About

Corrade uses key-value pairs as the first order structure and CSV as a second-order sub-structure whenever Corrade has to return data. In order to interpret the data, there are some invariants that Corrade maintains and on which the various data processing functions rely on.

Key-Value Pairs (Structure)

Corrade returns key-value pairs such as:

key=value

for all feedback.

For instance, Corrade could return the following:

dog=bark&cat=meow&food=coffee

The order in which the keys and values appear is undefined meaning that the previous example could also be written as:

cat=meow&dog=bark&food=coffee

or even:

food=coffee&dog=bark&cat=meow

as long as the following invariants are preserved:

  • The keys (food, dog, cat) are unique.
  • The relative mappings (food โ†’ coffee, dog โ†’ bark, cat โ†’ meow) are maintained.
  • The ordering of key and value tuples can be arbitrary.

The Wizardry and Steamworks key-value functions are able to extract keys and values following the rules.

Comma Separated Values (CSV) (Substructure)

The second substructure that Corrade returns for all data processing and retrieval commands is represented as Comma Separated Values (CSV). For instance, were we to send the command to Corrade:

range=16&command=getprimitivesdata&data=Name,ID&entity=range&callback=http://...

the requested data:

data=Name,ID

would possibly return something like:

ID,ebb103f5-c54f-b821-c307-0b972a110291,Name,"TIKI TATTOO - 3D Light Palm Tree tall straight LIGHT- mesh",Name,"-FelineS City - Shop XS #31",ID,976e622e-5025-038f-b58d-9c6c9be5be6b,Name,":Fanatik Architecture: LONDON Straight B",ID,e844443c-232a-4532-68cd-75798c224b88

In contexts where data-commands are used (command names suffixed with the data string), Corrade returns a CSV list of predicates employing the terminology As by Bs by Cs which signifies in practice a list of the shape:

A, 10, g, B, 20, e, C, 5

where the value of each predicate immediately follows the predicate. Even though the data format is still CSV, the meaning of traditional "rows and columns" is in fact implicit within the syntax of the CSV used by Corrade. In other words, since data can only be transmitted linearly as strings without being able to supply "files", the columns and rows appear interrelated within the syntax.

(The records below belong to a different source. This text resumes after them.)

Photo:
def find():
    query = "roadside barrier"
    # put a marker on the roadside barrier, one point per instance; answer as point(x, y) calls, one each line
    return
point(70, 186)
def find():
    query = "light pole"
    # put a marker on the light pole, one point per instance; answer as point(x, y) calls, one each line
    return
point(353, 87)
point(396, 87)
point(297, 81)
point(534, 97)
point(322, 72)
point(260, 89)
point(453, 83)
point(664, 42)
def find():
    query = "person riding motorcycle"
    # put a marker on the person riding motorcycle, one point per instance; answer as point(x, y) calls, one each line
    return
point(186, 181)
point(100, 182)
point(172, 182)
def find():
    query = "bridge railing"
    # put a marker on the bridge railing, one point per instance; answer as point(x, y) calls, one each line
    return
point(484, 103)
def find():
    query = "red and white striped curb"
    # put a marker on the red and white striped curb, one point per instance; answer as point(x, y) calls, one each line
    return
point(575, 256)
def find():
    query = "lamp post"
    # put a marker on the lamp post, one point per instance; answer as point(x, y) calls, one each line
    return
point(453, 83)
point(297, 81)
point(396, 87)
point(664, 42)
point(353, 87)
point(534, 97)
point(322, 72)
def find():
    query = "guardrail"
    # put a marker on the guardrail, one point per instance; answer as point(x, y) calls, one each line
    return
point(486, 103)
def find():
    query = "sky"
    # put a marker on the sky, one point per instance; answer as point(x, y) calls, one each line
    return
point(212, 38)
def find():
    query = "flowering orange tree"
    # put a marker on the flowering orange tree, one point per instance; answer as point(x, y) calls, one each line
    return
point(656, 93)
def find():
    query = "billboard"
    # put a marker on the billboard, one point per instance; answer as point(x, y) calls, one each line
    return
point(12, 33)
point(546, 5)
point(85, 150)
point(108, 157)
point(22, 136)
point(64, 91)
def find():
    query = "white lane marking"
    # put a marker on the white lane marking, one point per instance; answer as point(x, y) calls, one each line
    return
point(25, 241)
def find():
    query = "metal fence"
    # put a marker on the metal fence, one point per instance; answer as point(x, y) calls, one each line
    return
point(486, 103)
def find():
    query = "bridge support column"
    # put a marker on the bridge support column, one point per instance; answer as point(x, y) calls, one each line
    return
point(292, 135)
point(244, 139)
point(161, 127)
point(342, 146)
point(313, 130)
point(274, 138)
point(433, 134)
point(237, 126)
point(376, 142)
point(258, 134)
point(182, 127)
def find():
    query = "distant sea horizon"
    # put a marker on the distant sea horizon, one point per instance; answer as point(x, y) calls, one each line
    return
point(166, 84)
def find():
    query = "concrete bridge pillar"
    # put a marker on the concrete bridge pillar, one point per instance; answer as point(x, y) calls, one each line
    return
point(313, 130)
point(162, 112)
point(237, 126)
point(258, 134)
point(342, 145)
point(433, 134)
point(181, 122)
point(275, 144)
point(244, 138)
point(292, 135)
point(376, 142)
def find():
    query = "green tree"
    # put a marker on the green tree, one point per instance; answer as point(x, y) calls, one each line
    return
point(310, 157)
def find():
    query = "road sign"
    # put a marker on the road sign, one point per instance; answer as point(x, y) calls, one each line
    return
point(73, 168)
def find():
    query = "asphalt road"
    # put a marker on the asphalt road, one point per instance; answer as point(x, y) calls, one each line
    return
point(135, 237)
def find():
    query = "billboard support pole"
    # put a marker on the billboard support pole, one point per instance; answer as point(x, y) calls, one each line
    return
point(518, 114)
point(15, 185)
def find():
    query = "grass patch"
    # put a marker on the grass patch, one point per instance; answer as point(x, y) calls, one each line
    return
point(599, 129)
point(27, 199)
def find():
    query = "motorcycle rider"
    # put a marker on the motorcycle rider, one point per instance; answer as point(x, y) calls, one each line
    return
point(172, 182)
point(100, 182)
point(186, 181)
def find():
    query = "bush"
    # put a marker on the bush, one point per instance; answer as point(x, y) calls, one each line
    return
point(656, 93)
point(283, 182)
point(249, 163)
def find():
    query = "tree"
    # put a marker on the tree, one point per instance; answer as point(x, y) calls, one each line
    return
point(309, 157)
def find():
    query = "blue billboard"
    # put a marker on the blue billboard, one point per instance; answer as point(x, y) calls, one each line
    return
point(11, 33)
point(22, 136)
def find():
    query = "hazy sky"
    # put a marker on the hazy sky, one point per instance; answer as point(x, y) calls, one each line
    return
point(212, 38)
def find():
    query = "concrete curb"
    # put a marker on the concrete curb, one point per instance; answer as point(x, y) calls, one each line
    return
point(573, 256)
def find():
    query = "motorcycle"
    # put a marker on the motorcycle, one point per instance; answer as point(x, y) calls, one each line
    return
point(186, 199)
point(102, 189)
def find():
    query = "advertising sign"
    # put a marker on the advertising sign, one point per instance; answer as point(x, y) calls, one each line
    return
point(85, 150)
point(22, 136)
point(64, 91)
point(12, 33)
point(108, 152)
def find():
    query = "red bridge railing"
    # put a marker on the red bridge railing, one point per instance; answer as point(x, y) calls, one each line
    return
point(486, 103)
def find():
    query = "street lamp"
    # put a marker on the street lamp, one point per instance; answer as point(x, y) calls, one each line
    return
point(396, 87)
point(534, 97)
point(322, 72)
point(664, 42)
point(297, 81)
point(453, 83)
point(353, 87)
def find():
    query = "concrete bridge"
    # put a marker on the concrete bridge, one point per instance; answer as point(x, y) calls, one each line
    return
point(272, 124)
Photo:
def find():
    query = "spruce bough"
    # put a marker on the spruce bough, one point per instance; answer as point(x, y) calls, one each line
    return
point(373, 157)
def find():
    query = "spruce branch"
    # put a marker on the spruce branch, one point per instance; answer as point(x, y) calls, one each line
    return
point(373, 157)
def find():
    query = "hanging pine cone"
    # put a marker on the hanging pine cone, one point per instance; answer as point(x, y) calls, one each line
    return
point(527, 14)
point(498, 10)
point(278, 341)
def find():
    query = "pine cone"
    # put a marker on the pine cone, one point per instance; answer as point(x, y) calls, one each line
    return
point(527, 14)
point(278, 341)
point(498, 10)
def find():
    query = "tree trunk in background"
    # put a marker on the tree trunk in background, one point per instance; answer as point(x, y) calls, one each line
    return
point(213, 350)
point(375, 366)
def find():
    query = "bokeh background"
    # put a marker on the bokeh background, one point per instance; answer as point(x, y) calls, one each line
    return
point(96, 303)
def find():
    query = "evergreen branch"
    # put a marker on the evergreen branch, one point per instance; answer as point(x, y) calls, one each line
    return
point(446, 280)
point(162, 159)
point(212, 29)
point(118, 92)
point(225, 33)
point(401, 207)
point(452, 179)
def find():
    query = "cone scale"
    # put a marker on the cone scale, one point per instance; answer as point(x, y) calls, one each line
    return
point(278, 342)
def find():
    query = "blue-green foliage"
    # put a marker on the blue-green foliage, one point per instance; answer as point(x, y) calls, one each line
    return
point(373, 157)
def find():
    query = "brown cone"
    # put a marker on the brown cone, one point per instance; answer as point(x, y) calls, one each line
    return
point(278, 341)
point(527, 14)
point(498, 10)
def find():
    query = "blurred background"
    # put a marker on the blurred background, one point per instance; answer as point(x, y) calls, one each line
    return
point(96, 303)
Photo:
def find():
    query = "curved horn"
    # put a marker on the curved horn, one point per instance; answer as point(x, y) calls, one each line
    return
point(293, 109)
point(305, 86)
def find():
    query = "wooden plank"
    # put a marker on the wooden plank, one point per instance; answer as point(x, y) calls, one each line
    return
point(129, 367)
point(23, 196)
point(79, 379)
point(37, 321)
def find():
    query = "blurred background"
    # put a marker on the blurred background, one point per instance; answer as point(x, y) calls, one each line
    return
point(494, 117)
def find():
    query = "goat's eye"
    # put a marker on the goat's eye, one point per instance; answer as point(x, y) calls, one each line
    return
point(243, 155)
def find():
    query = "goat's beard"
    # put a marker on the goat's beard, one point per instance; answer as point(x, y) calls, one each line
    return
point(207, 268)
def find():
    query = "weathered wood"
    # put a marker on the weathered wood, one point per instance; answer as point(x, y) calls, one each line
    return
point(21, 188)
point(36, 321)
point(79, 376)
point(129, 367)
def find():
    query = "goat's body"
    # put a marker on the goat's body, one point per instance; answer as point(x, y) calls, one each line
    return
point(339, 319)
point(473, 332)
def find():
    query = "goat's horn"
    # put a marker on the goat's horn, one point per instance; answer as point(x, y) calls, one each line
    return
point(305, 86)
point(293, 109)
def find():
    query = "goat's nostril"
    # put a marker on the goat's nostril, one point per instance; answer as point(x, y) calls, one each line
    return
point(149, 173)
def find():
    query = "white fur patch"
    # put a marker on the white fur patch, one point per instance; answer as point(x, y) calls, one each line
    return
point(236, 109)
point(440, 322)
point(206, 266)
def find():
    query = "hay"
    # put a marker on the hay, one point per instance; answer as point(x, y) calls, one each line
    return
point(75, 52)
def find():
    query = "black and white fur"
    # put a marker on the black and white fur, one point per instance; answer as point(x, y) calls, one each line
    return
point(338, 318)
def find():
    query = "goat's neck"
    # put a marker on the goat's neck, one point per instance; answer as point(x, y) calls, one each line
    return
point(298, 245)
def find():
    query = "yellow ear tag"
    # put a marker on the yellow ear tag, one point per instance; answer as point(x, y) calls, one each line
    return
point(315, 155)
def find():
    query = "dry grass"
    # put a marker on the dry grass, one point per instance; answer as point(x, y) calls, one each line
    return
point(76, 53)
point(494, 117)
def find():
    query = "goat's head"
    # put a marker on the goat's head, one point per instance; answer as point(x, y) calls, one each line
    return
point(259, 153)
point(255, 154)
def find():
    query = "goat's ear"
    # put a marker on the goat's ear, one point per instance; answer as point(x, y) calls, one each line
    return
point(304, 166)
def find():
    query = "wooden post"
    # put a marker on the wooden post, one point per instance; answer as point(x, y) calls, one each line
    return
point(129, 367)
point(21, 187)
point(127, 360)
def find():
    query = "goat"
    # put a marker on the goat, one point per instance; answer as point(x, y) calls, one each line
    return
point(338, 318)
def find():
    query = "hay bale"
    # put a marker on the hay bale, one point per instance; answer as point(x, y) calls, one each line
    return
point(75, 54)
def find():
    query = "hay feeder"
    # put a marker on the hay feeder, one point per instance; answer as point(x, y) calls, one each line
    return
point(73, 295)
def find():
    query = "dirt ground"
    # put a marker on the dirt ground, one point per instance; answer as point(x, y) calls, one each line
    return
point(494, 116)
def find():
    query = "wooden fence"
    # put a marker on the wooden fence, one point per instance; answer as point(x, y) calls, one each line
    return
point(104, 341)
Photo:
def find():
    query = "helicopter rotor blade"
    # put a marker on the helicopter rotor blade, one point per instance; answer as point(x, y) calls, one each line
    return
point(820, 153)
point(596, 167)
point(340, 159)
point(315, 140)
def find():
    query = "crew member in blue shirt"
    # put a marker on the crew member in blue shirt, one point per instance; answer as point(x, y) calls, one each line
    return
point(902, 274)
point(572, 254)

For instance, the data string above:

A, 10, g, B, 20, e, C, 5

is identical in meaning to the "CSV table with headers":

A B C
10 20 5
g e

There are two ways to linearize a table:

  • serialize the table column by column
  • serialize the table row by row

In terms of required complexity the two methods are identical and the choice of serializing column by column is a Corrade design choice.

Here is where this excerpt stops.